I'm admittedly harsh on procedurals - because somewhere in 2002, I burnt out on them or reached the saturation point. Now? The characters have to be really interesting and the acting risky, with snappy dialogue for me to tune in. I like The Closer, House, and In Plain Sight. Everything else bores me - and yes, I've tried pretty much all of them except for popular NCIS.
I'm hesitant to give away any spoilers...but, if you are a fan of Leonard Nimoy - he does make an appearance at the very end of S1 and clearly will be a major part of S2 and S3. And in one of the episodes they do a shout-out to Spock and Star Trek in regards to Bell.
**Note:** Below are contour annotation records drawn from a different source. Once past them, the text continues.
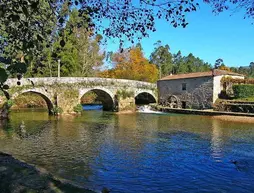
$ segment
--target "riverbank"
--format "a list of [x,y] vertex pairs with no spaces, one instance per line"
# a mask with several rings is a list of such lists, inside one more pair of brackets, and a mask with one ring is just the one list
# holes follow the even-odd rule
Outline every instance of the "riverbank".
[[239,113],[239,112],[225,112],[225,111],[213,111],[197,110],[197,109],[176,109],[170,107],[164,107],[157,104],[150,105],[154,110],[167,112],[167,113],[179,113],[179,114],[194,114],[194,115],[207,115],[207,116],[241,116],[241,117],[254,117],[254,113]]
[[54,178],[43,169],[19,161],[9,154],[0,152],[1,193],[14,192],[76,192],[94,193],[68,182]]

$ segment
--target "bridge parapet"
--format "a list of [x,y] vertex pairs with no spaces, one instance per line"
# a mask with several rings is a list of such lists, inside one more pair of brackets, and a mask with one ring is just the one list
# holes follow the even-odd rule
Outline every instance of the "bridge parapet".
[[[7,80],[9,86],[17,86],[17,79],[10,78]],[[96,77],[44,77],[44,78],[22,78],[21,85],[28,86],[34,84],[55,85],[55,84],[80,84],[86,87],[107,86],[107,87],[133,87],[143,89],[156,89],[156,84],[126,79],[96,78]]]
[[13,98],[25,92],[37,93],[46,99],[47,104],[53,104],[48,106],[57,105],[67,113],[72,112],[73,107],[80,104],[82,96],[89,91],[100,95],[107,109],[115,109],[114,106],[118,103],[120,111],[128,106],[135,108],[135,97],[142,93],[147,93],[157,100],[156,84],[135,80],[95,77],[22,78],[20,86],[17,81],[8,79],[6,82]]

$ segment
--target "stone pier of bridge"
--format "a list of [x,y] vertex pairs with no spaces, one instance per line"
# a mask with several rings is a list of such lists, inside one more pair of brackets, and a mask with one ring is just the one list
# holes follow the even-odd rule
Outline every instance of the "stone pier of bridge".
[[22,78],[20,85],[17,81],[6,82],[12,99],[29,92],[38,94],[46,101],[49,112],[60,107],[63,113],[73,113],[74,107],[90,91],[96,93],[97,100],[108,111],[134,110],[137,101],[142,103],[145,98],[151,103],[157,101],[156,84],[142,81],[93,77]]

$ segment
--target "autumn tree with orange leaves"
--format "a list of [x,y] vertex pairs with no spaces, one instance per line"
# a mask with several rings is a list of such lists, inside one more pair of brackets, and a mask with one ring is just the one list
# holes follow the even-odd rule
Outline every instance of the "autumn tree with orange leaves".
[[158,69],[144,57],[140,47],[136,46],[129,50],[123,50],[123,52],[114,53],[111,60],[115,67],[100,73],[101,77],[146,82],[155,82],[158,79]]

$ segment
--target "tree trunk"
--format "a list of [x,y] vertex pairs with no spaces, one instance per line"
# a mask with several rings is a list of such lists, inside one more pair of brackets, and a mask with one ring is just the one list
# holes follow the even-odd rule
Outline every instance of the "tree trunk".
[[8,119],[9,117],[9,108],[7,103],[5,103],[1,108],[0,108],[0,120],[3,119]]

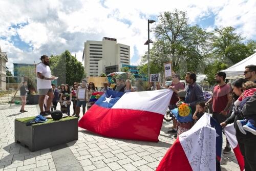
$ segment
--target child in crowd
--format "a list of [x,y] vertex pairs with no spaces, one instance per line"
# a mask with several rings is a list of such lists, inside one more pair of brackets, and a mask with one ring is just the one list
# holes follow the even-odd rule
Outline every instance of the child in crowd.
[[196,105],[197,109],[193,115],[193,119],[196,122],[205,114],[205,103],[204,101],[198,102]]
[[60,110],[63,113],[67,114],[68,113],[68,104],[69,100],[67,100],[67,97],[65,94],[62,94],[62,103],[60,103]]
[[184,101],[186,96],[186,92],[180,91],[177,93],[179,101],[177,102],[178,108],[172,110],[172,113],[176,118],[178,124],[177,136],[182,133],[190,130],[193,126],[192,114],[190,107]]
[[[244,83],[242,88],[244,92],[238,100],[234,102],[234,108],[243,108],[246,101],[256,92],[256,83],[252,81],[247,81]],[[256,135],[255,119],[256,117],[254,117],[253,118],[245,118],[242,120],[237,120],[238,127],[241,132],[246,134],[245,131],[247,131]]]

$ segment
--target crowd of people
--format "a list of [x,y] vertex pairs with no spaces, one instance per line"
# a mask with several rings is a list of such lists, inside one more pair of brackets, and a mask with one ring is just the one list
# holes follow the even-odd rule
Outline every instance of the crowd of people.
[[[57,88],[55,84],[50,86],[51,81],[56,77],[51,75],[49,57],[43,55],[41,60],[42,62],[37,66],[36,72],[37,89],[40,95],[38,103],[41,115],[50,114],[50,108],[52,111],[56,110],[59,102],[61,111],[68,115],[70,115],[70,108],[72,103],[74,111],[72,115],[79,118],[82,105],[84,114],[86,107],[89,109],[93,105],[90,99],[95,91],[108,90],[124,92],[135,91],[132,86],[132,81],[122,78],[116,79],[116,84],[113,89],[111,83],[105,82],[103,88],[99,90],[94,83],[87,83],[85,79],[80,84],[74,82],[72,88],[67,84],[62,84]],[[216,73],[217,85],[213,89],[212,97],[207,101],[204,99],[202,88],[196,82],[197,75],[195,73],[186,73],[185,87],[180,82],[179,74],[173,74],[172,84],[168,87],[174,92],[169,102],[169,110],[172,111],[185,104],[191,109],[193,120],[182,122],[179,119],[174,119],[173,126],[169,127],[171,129],[168,133],[176,134],[178,136],[189,130],[195,122],[205,114],[205,108],[212,103],[212,118],[223,127],[227,124],[234,123],[237,139],[244,157],[245,170],[256,170],[256,66],[246,66],[244,73],[244,78],[238,78],[231,83],[226,82],[225,73]],[[26,81],[23,83],[20,91],[23,105],[20,112],[23,113],[27,112],[24,109],[27,92],[26,83]],[[150,84],[147,90],[160,90],[164,87],[159,83],[156,86],[153,82]],[[223,153],[229,153],[230,151],[227,140]]]

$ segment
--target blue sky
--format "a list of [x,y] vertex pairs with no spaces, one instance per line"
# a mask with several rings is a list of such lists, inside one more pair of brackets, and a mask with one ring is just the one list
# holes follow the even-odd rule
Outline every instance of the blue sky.
[[[136,5],[135,5],[136,4]],[[131,65],[140,62],[147,50],[147,19],[175,8],[186,11],[189,24],[211,31],[232,26],[246,39],[256,39],[256,1],[46,0],[0,1],[0,46],[12,62],[39,62],[41,54],[69,50],[82,61],[83,43],[116,38],[130,46]],[[11,9],[10,12],[9,9]],[[153,33],[151,38],[154,41]]]

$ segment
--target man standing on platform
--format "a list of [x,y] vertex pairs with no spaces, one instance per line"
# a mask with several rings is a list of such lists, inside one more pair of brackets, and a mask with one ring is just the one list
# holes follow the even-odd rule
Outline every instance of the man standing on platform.
[[[225,83],[225,78],[224,72],[219,72],[215,74],[215,80],[218,84],[214,87],[211,98],[205,103],[205,105],[212,103],[212,118],[220,124],[228,118],[227,114],[233,97],[230,86]],[[223,153],[229,153],[230,151],[229,143],[227,140]]]
[[[41,62],[36,66],[37,87],[39,93],[38,104],[40,108],[40,115],[46,116],[51,115],[50,111],[51,104],[54,97],[52,88],[51,80],[57,78],[51,75],[50,69],[50,59],[47,55],[41,56]],[[47,101],[45,111],[44,111],[44,100],[46,95],[49,96]]]

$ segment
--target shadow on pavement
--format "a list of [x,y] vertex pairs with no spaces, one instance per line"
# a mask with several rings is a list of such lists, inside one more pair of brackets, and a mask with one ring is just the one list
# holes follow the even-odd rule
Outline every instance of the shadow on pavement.
[[7,116],[7,117],[12,117],[12,116],[17,116],[17,115],[20,115],[22,113],[21,112],[19,112],[18,113],[16,113],[16,114],[11,114],[11,115],[10,115],[9,116]]
[[[103,137],[103,138],[111,138],[111,139],[113,139],[114,140],[117,140],[119,141],[122,141],[123,142],[129,143],[132,143],[132,144],[139,144],[139,145],[150,145],[150,146],[156,146],[156,147],[169,147],[172,145],[172,144],[171,144],[171,143],[166,143],[164,142],[162,142],[160,141],[159,141],[157,142],[150,142],[150,141],[138,141],[138,140],[126,140],[126,139],[117,139],[117,138],[107,137],[102,136],[101,135],[95,134],[94,133],[93,133],[91,131],[89,131],[86,130],[79,130],[78,132],[80,132],[80,133],[81,133],[83,134],[86,134],[87,135],[93,135],[93,136],[101,137]],[[170,138],[169,137],[168,137]]]

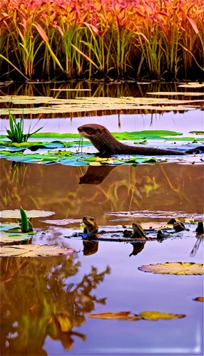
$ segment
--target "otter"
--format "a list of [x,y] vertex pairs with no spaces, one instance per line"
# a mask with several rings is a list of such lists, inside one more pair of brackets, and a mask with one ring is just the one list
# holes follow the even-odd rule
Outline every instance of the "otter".
[[85,227],[83,234],[87,234],[88,237],[96,235],[98,231],[98,226],[94,218],[92,216],[83,216],[82,219]]
[[144,147],[140,146],[128,146],[117,141],[110,131],[98,124],[83,125],[78,127],[78,131],[83,137],[90,140],[93,146],[102,156],[112,155],[183,155],[185,153],[171,150]]

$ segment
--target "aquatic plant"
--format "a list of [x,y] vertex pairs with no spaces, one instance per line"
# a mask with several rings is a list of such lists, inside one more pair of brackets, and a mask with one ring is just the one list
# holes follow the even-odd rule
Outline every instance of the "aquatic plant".
[[10,110],[9,110],[9,129],[6,129],[8,136],[6,136],[9,140],[11,140],[11,142],[17,142],[22,143],[26,142],[29,138],[34,134],[37,133],[43,127],[40,127],[39,129],[34,131],[34,132],[31,132],[31,126],[30,125],[29,132],[26,134],[24,134],[24,110],[21,114],[21,117],[20,121],[16,122],[16,117],[14,116]]
[[200,0],[3,0],[1,74],[200,78],[203,18]]

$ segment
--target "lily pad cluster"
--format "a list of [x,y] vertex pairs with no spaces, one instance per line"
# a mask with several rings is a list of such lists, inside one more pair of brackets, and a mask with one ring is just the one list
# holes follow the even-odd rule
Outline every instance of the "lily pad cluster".
[[[96,110],[149,110],[159,111],[193,110],[195,103],[200,107],[203,100],[175,100],[152,98],[108,98],[86,97],[75,99],[58,99],[52,97],[4,95],[0,96],[0,103],[10,103],[17,105],[35,105],[38,108],[26,108],[24,114],[51,114],[63,112],[83,112]],[[21,109],[12,108],[11,114],[21,113]],[[6,108],[0,109],[0,115],[8,115]]]

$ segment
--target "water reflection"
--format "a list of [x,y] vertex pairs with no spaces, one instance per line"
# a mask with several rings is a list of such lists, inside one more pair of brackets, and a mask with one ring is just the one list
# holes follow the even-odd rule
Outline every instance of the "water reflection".
[[83,241],[83,256],[91,256],[96,253],[98,250],[98,242]]
[[195,257],[195,256],[196,255],[196,253],[198,251],[198,248],[200,247],[201,241],[203,241],[203,246],[204,245],[203,237],[203,238],[202,237],[197,238],[197,241],[196,241],[196,242],[193,248],[193,250],[191,251],[191,252],[190,253],[190,257]]
[[83,176],[79,178],[79,184],[101,184],[116,167],[110,166],[88,166]]
[[101,273],[91,267],[76,283],[71,281],[80,271],[76,256],[1,258],[0,265],[2,355],[46,355],[48,335],[69,350],[77,337],[86,339],[72,329],[85,323],[96,304],[106,304],[92,292],[111,273],[108,266]]
[[2,209],[19,209],[23,204],[25,209],[55,211],[55,219],[81,219],[86,214],[98,219],[101,225],[110,224],[107,211],[203,211],[202,165],[118,166],[101,184],[84,189],[78,184],[79,178],[90,169],[93,177],[101,177],[103,169],[108,172],[107,166],[79,169],[62,164],[24,164],[18,167],[14,179],[11,162],[1,159]]
[[134,244],[131,244],[133,247],[133,249],[131,253],[129,255],[129,257],[131,256],[137,256],[141,251],[143,251],[145,247],[146,242],[136,242]]

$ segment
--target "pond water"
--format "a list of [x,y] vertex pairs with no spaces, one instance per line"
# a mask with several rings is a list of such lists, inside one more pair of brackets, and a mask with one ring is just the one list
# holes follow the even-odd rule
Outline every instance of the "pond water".
[[[128,95],[131,91],[134,95],[133,88],[128,87]],[[143,90],[145,94],[145,86]],[[203,130],[203,112],[124,113],[119,118],[113,113],[45,118],[39,123],[37,118],[32,119],[34,125],[44,125],[44,132],[76,133],[78,126],[90,122],[114,132],[169,130],[194,137],[190,131]],[[25,120],[26,130],[29,123],[30,120]],[[4,134],[8,120],[2,119],[1,124]],[[166,147],[173,145],[173,142],[165,142]],[[1,210],[22,206],[26,210],[53,211],[49,217],[33,219],[37,234],[32,244],[77,251],[68,257],[0,258],[1,355],[203,355],[203,303],[194,298],[203,295],[203,276],[153,274],[138,269],[165,262],[203,263],[203,239],[192,253],[196,243],[198,246],[197,222],[202,217],[203,221],[204,170],[200,163],[71,167],[15,164],[1,159]],[[54,221],[88,215],[94,216],[101,226],[130,226],[133,221],[145,226],[166,223],[170,219],[157,216],[158,211],[175,217],[194,214],[193,234],[185,231],[182,238],[145,244],[90,244],[64,237],[70,237],[70,229],[78,228],[78,222],[63,226]],[[131,217],[140,211],[141,216]],[[116,214],[107,214],[113,212]],[[43,222],[47,219],[53,224]],[[180,221],[185,222],[184,217]],[[93,313],[126,311],[185,317],[158,321],[88,318]]]

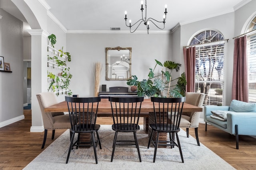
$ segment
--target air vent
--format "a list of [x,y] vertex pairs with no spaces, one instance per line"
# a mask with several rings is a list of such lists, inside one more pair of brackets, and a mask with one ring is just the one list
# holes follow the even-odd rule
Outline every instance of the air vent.
[[120,27],[110,27],[110,30],[116,31],[120,30],[121,30]]

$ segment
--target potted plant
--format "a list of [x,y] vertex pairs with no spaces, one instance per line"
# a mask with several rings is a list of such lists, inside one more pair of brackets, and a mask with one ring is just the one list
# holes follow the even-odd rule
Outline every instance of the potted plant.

Also the very last scene of S1 one is amazing.
So yes, it's worth renting if you like this sort of thing. If you are avoiding it because you've been lead to believe it is a weak clone of The X-Files? No worries. It's not. Trust me. I disliked the X-Files and had given up on Fringe because that's what I thought it was. I like the characters here better actually, and I think they are more developed in some respects. Again, Your Mileage May Vary.
no subject
Date: 2011-09-19 02:48 am (UTC)This reminds me I need to check when the new season starts. Soon I'm sure.